For Kirsty who runs events for a non-profit association her priority was for it to be resourceful and integrated with pre-existing systems in her organization. “We were looking at platforms that my team could use immediately and deliver for our events,” Kirsty shared. For global events, Len places an emphasis on scalability. In the previous SAPPHIRE NOW, a lot of interactivity and experience was lost due to technical issues that occurred on the week of execution. Len shared his compromise between ‘nice to haves’ versus actual usability. “With a bit of soul searching, we ditched the internal platform and went out to find the most scalable thing.” Bonus: In a recent APAC DES Course Expert Hour, Justin Choy shared that trust is an important factor in considering virtual platforms as well.
#4 Platform orientation is essential for an engaging experience
Getting the right platform is not enough if only you know how to use it. Kirsty says what really boosted the engagement of her events was to host several webinars on the online platform for her sponsors and exhibitors to show them tips and tricks on how to reach out and connect to delegates. Furthermore, to encourage interaction between face-to-face and online attendees they are looking to host a digital only welcome reception the day before to familiarize the delegates.
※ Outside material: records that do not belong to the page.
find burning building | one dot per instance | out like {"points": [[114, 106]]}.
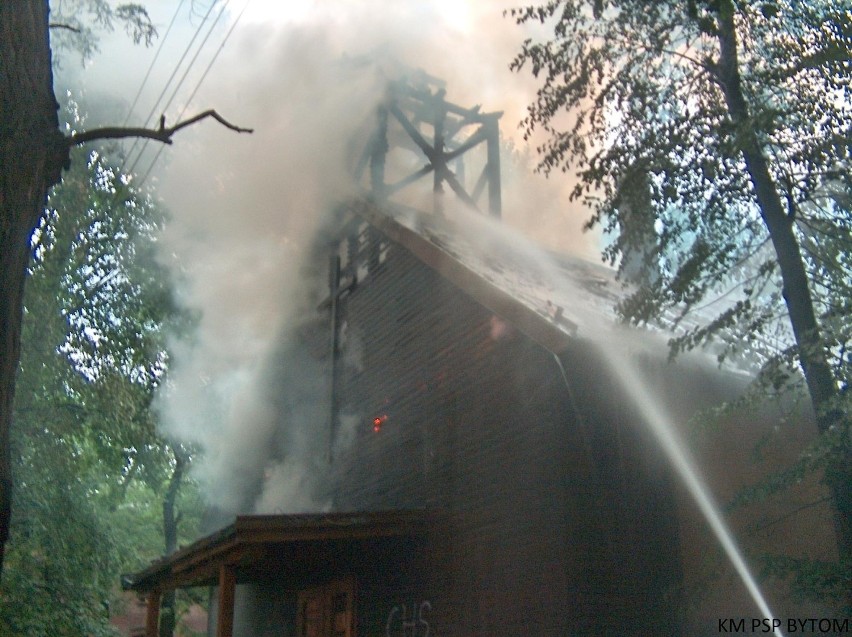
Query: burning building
{"points": [[487, 473]]}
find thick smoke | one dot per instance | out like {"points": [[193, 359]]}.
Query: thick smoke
{"points": [[247, 212]]}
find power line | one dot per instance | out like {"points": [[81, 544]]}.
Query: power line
{"points": [[198, 85], [153, 62], [166, 87]]}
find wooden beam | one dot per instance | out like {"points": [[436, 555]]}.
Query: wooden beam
{"points": [[152, 615], [227, 590]]}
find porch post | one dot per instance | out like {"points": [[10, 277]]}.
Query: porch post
{"points": [[152, 616], [227, 588]]}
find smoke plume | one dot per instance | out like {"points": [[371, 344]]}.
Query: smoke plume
{"points": [[247, 212]]}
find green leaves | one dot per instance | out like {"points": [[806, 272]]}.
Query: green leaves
{"points": [[735, 118], [90, 469], [75, 23]]}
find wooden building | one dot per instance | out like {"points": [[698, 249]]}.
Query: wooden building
{"points": [[489, 474]]}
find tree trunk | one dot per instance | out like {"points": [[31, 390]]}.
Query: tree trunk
{"points": [[32, 153], [168, 618], [796, 286]]}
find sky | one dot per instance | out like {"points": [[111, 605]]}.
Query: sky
{"points": [[244, 209]]}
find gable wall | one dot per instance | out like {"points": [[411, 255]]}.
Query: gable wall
{"points": [[545, 509]]}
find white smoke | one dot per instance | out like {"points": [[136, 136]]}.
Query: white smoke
{"points": [[246, 210]]}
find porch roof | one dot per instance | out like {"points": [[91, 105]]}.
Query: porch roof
{"points": [[257, 545]]}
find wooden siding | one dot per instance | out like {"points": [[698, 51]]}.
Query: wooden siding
{"points": [[558, 522]]}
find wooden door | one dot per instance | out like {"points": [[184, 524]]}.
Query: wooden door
{"points": [[327, 611]]}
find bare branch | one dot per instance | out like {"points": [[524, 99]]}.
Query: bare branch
{"points": [[60, 25], [162, 134]]}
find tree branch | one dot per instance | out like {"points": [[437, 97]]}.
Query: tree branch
{"points": [[60, 25], [162, 134]]}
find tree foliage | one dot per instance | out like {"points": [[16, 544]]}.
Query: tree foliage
{"points": [[712, 140], [90, 468], [76, 24]]}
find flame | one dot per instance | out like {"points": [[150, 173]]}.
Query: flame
{"points": [[378, 421]]}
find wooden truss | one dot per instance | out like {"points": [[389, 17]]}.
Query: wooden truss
{"points": [[441, 132]]}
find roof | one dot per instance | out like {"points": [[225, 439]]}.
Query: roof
{"points": [[287, 544], [551, 298]]}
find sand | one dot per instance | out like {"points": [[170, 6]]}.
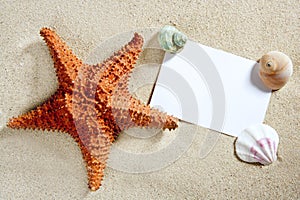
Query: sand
{"points": [[47, 165]]}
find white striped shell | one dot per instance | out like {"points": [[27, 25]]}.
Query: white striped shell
{"points": [[171, 39], [275, 69], [257, 144]]}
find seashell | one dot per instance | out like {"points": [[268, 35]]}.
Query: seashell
{"points": [[275, 69], [257, 143], [171, 39]]}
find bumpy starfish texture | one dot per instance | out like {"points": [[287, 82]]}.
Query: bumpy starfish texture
{"points": [[92, 103]]}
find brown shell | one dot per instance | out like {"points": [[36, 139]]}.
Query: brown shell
{"points": [[92, 103], [275, 69]]}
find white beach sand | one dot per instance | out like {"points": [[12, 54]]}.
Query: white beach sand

#5 Sell the event’s value not the price
Online events must be heavily discounted as compared to traditional event formats with all the physical amenities we enjoy, right? Perhaps not. Kirsty shares that, “you are still getting the technical content, professional development and networking opportunities. You must sell your value proposition and ensure that your online delegates understand what they can receive.” In fact, Kirsty argues that with the online component, a bigger and wider reach is enabled for the event.
#6 Have backup plans and a backup to the backup plans
For a recent International Women’s Day event that occurred through 5 cities in Australia, Kirsty and her emcee had to travel to each city and were borders to shut, she “had a backup emcee and event manager briefed in place.” Even contingency plans get thrown out by unseen circumstances, making the case for additional systems and plans to ensure that the event goes smoothly.
#7 Build your office with collaboration in mind
Someday when the coronavirus relents, we might be able to head back into our offices at full strength. However, things might not work the same way anymore. More than ever, the pandemic had revealed to us the necessity of collaboration and the office becomes more than just a location to work. Len shares that SAP’s refurbishment of the office, “was already redesigned to be more collaborative, but with COVID, we went to redesign it to include even more collaborative workspace.”